Degiannis D, Luke-Gustites D, Mikhail N, Raska K, Raskova J
University Diagnostic Laboratories, University of Medicine and Dentistry, New Jersey-Robert Wood Johnson Medical School, Piscataway 08854.
Transplantation. 1992 Aug;54(2):308-12. doi: 10.1097/00007890-199208000-00021.

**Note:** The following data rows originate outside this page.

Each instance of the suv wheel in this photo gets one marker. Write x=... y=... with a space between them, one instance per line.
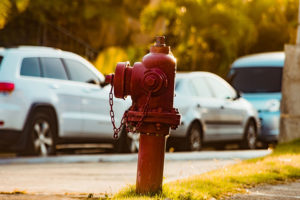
x=41 y=133
x=250 y=137
x=194 y=139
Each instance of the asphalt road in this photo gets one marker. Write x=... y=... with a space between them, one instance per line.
x=78 y=175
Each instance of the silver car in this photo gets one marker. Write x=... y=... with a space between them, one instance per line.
x=212 y=112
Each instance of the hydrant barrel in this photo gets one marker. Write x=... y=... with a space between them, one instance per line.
x=150 y=84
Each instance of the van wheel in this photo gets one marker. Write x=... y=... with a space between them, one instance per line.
x=194 y=138
x=41 y=132
x=250 y=136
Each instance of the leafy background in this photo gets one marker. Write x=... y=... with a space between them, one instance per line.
x=203 y=34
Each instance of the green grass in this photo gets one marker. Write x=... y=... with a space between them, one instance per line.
x=281 y=166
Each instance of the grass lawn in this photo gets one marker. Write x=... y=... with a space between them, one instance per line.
x=282 y=165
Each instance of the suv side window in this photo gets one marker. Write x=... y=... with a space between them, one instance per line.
x=79 y=72
x=221 y=90
x=30 y=67
x=53 y=68
x=202 y=89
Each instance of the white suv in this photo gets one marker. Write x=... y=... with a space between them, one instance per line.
x=48 y=97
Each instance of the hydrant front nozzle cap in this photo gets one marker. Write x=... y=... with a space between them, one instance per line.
x=160 y=41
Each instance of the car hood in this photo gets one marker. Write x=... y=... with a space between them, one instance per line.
x=260 y=100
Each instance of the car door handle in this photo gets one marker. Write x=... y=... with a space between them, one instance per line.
x=54 y=86
x=90 y=90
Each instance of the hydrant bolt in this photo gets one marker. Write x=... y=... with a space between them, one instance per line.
x=150 y=81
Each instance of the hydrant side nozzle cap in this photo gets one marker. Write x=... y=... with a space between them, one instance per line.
x=160 y=41
x=109 y=78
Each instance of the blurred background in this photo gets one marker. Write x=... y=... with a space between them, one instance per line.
x=108 y=31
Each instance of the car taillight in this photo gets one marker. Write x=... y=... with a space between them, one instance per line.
x=6 y=87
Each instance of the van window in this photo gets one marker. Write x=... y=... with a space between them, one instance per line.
x=30 y=67
x=257 y=79
x=53 y=68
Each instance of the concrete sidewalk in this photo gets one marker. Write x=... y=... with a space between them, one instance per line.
x=288 y=191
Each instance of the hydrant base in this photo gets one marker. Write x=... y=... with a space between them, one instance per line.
x=150 y=163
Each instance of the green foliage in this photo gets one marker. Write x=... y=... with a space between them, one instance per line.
x=281 y=166
x=209 y=34
x=204 y=34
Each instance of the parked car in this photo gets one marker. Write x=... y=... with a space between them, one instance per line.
x=50 y=97
x=259 y=78
x=212 y=112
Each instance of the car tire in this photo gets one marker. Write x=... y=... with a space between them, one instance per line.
x=194 y=138
x=250 y=136
x=41 y=139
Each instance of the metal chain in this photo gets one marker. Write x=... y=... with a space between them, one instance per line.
x=112 y=114
x=145 y=111
x=124 y=118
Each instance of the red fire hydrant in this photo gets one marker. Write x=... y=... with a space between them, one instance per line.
x=150 y=84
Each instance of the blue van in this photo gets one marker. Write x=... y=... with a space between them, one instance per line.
x=259 y=77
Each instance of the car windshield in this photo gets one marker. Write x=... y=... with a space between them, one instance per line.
x=256 y=79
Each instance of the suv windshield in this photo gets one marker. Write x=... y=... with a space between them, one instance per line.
x=256 y=79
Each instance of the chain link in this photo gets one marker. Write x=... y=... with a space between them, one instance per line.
x=125 y=116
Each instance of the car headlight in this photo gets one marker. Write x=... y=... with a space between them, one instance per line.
x=273 y=105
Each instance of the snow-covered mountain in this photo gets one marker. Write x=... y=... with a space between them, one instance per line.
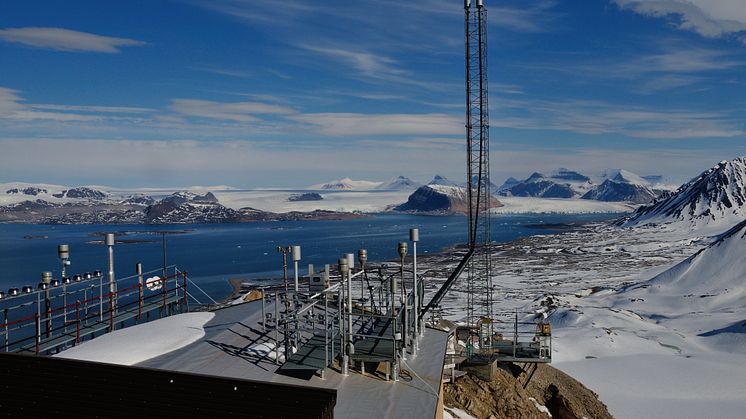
x=715 y=198
x=509 y=183
x=439 y=199
x=542 y=186
x=398 y=183
x=612 y=185
x=711 y=279
x=347 y=184
x=442 y=180
x=622 y=185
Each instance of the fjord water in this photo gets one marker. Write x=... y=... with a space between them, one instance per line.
x=214 y=253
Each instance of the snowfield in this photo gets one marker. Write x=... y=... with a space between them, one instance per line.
x=137 y=343
x=521 y=205
x=651 y=318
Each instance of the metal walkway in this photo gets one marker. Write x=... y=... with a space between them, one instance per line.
x=49 y=320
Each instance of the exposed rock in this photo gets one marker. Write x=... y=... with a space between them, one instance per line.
x=82 y=192
x=309 y=196
x=439 y=200
x=614 y=191
x=505 y=397
x=31 y=190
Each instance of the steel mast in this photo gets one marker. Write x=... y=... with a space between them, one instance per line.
x=477 y=262
x=479 y=268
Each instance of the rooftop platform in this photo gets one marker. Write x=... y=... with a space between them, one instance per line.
x=228 y=349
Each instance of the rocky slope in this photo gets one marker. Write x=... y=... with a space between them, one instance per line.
x=505 y=396
x=439 y=200
x=398 y=183
x=716 y=197
x=177 y=208
x=562 y=183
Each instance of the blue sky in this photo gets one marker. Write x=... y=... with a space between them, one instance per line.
x=288 y=94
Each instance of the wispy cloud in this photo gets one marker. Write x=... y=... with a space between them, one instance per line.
x=599 y=117
x=709 y=18
x=669 y=64
x=59 y=39
x=227 y=111
x=369 y=64
x=356 y=124
x=530 y=17
x=101 y=109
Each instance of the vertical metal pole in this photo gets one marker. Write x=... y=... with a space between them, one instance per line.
x=64 y=303
x=48 y=311
x=101 y=298
x=277 y=326
x=63 y=252
x=344 y=341
x=111 y=312
x=77 y=322
x=165 y=291
x=38 y=332
x=185 y=301
x=7 y=330
x=406 y=323
x=138 y=271
x=264 y=316
x=163 y=246
x=296 y=259
x=515 y=333
x=326 y=332
x=349 y=312
x=112 y=281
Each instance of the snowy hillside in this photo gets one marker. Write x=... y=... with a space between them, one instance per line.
x=398 y=183
x=622 y=185
x=715 y=199
x=442 y=180
x=711 y=280
x=440 y=200
x=347 y=184
x=671 y=346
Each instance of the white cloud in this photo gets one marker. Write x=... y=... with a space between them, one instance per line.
x=367 y=63
x=356 y=124
x=227 y=111
x=59 y=39
x=598 y=117
x=709 y=18
x=97 y=109
x=10 y=102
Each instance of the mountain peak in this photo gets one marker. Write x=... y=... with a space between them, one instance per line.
x=717 y=196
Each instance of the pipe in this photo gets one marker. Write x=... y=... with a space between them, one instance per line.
x=296 y=259
x=346 y=342
x=110 y=245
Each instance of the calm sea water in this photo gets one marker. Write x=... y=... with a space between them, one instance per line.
x=214 y=253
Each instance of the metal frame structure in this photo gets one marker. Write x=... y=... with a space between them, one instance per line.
x=479 y=268
x=381 y=326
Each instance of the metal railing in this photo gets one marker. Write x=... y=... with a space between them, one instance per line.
x=46 y=320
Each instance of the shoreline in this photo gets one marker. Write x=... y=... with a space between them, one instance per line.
x=240 y=287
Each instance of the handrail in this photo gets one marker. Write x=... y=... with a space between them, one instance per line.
x=448 y=283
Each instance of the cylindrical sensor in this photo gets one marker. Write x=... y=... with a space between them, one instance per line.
x=402 y=249
x=63 y=251
x=46 y=277
x=343 y=266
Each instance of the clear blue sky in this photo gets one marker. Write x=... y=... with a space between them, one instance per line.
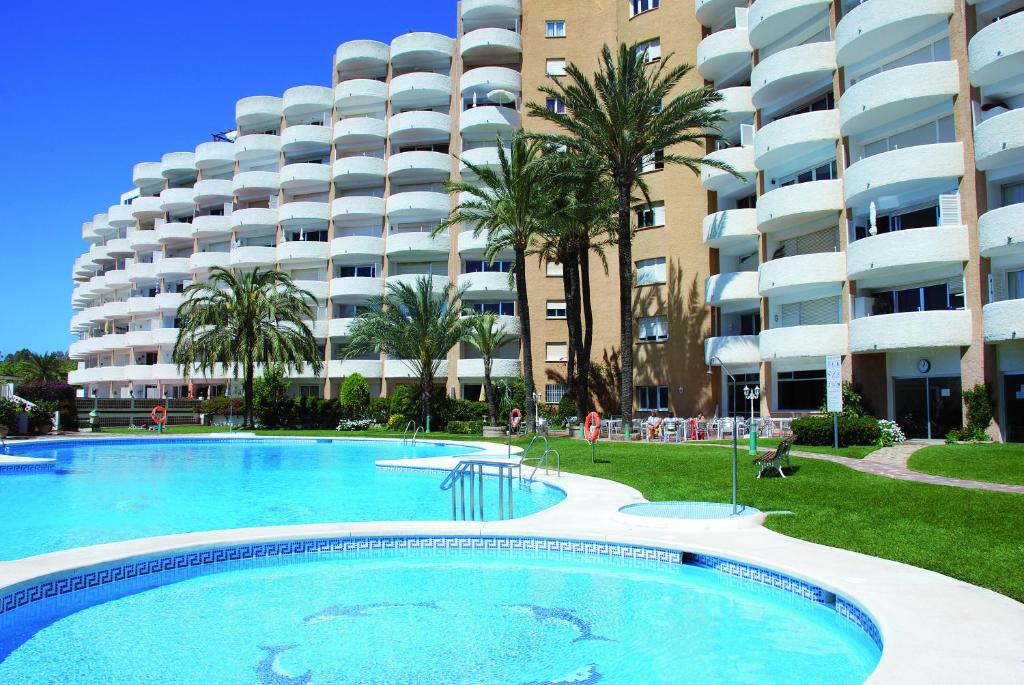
x=90 y=88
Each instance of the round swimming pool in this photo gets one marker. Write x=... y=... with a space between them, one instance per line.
x=434 y=610
x=115 y=489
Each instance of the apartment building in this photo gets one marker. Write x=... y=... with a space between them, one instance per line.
x=880 y=215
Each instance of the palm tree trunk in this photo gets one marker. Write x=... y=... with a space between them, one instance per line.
x=626 y=300
x=588 y=337
x=526 y=337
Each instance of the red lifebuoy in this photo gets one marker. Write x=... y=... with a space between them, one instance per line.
x=592 y=427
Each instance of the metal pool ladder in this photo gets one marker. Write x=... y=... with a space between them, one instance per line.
x=473 y=471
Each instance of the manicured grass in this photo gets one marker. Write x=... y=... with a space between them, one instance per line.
x=969 y=534
x=991 y=463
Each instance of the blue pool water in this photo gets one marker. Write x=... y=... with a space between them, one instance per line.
x=122 y=489
x=424 y=616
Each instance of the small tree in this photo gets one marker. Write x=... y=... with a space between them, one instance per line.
x=354 y=396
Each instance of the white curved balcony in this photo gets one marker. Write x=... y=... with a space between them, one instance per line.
x=258 y=111
x=255 y=218
x=419 y=166
x=146 y=208
x=146 y=173
x=895 y=257
x=486 y=285
x=485 y=123
x=118 y=216
x=473 y=369
x=998 y=142
x=302 y=252
x=359 y=131
x=355 y=289
x=996 y=52
x=724 y=53
x=731 y=229
x=177 y=200
x=1004 y=322
x=790 y=72
x=771 y=19
x=357 y=208
x=793 y=205
x=873 y=29
x=798 y=342
x=252 y=255
x=494 y=46
x=732 y=350
x=173 y=266
x=803 y=273
x=359 y=93
x=733 y=289
x=417 y=206
x=210 y=225
x=345 y=368
x=174 y=165
x=897 y=93
x=1000 y=231
x=420 y=89
x=356 y=249
x=204 y=261
x=210 y=190
x=303 y=138
x=419 y=127
x=310 y=214
x=417 y=246
x=910 y=331
x=303 y=101
x=358 y=171
x=899 y=170
x=257 y=145
x=214 y=155
x=253 y=181
x=806 y=136
x=740 y=159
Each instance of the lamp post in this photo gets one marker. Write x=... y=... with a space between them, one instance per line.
x=753 y=394
x=735 y=444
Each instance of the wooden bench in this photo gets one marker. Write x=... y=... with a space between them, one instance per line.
x=775 y=459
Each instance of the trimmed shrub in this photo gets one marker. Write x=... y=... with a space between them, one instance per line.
x=817 y=430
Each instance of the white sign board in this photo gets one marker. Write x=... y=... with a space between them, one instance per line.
x=834 y=383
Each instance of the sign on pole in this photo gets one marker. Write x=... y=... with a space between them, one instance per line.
x=834 y=383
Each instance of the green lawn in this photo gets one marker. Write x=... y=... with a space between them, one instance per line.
x=970 y=534
x=991 y=463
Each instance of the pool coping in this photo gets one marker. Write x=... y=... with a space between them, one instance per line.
x=935 y=629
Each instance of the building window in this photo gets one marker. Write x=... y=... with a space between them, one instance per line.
x=651 y=50
x=652 y=397
x=651 y=215
x=650 y=271
x=553 y=392
x=653 y=329
x=557 y=352
x=556 y=105
x=556 y=309
x=641 y=6
x=556 y=67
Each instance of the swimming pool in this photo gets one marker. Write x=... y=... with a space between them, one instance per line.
x=115 y=489
x=435 y=610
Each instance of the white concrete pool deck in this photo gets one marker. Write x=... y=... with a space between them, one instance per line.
x=935 y=629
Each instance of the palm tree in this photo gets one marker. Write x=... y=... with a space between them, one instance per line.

We studied the effect of cyclosporine A, prednisolone, and the Ca2+ channel blocker verapamil on interleukin-6 binding to mitogen-activated peripheral blood mononuclear cells, using a flow cytometric technique and phycoerythrin-conjugated IL-6. All mitogenic stimuli up-regulated IL-6 binding to a variable degree. PHA alone or in combination with PMA was the most effective stimulant in up-regulating IL-6 binding in all the experiments performed. The main changes in IL-6 binding were seen in the large cell cluster, which consisted mainly of lymphoblasts. PHA and PHA/PMA, however, also up-regulated the mean fluorescence intensity on the small cell cluster, which consisted mainly of quiescent lymphocytes. The overall effect of the three pharmacological agents on mitogen-up-regulated IL-6 binding was minimal; most significant were a down-regulation by all three agents of IL-6 binding by small lymphocytes in PHA/PMA cultures, a down-regulation of IL-6 binding by CsA in PHA/PMA-induced large PBMC, and an up-regulation by verapamil of PMA-induced IL-6 binding in large PBMC. Measurements of IL-2 binding and of IL-6 production in the same cultures showed a different pattern than that seen with IL-6 binding, as well as different CsA, prednisolone, and verapamil action. In conclusion, by using a new flow cytometric technique providing information both about the quantity of bound cytokine and about the proportion of IL-6-binding cells, we have demonstrated that IL-6 receptor expression in vitro by PBMC can be up-regulated by the use of stimulants differing in the signal transduction pathways they activate. In addition, by using different pharmacological agents and stimuli to dissect different activation pathways of the in vitro immune response, we conclude that IL-6R generation is regulated differently from IL-6 production. Furthermore, since CsA and prednisolone are known inhibitors of in vitro IL-2 production, our results indicate that IL-6R generation does not rely exclusively on the presence of IL-2.
我们使用流式细胞术和藻红蛋白偶联的白细胞介素-6(IL-6),研究了环孢素A、泼尼松龙和钙离子通道阻滞剂维拉帕米对IL-6与丝裂原激活的外周血单个核细胞结合的影响。所有促有丝分裂刺激均不同程度地上调了IL-6的结合。在所有进行的实验中,单独使用PHA或与PMA联合使用是上调IL-6结合最有效的刺激物。IL-6结合的主要变化见于主要由淋巴母细胞组成的大细胞群。然而,PHA和PHA/PMA也上调了主要由静止淋巴细胞组成的小细胞群的平均荧光强度。这三种药物对丝裂原上调的IL-6结合的总体影响很小;最显著的是,在PHA/PMA培养物中,这三种药物均下调了小淋巴细胞的IL-6结合,环孢素A在PHA/PMA诱导的大的外周血单个核细胞(PBMC)中下调了IL-6结合,而维拉帕米在大的PBMC中上调了PMA诱导的IL-6结合。在相同培养物中对IL-2结合和IL-6产生的测量显示出与IL-6结合不同的模式,以及环孢素A、泼尼松龙和维拉帕米的不同作用。总之,通过使用一种新的流式细胞术技术,该技术既能提供关于结合的细胞因子数量的信息,又能提供关于IL-6结合细胞比例的信息,我们证明了PBMC在体外的IL-6受体表达可通过使用激活不同信号转导途径的刺激物而上调。此外,通过使用不同的药物和刺激物来剖析体外免疫反应的不同激活途径,我们得出结论,IL-6受体的产生与IL-6的产生受到不同的调节。此外,由于环孢素A和泼尼松龙是已知的体外IL-2产生的抑制剂,我们的结果表明IL-6受体的产生并不完全依赖于IL-2的存在。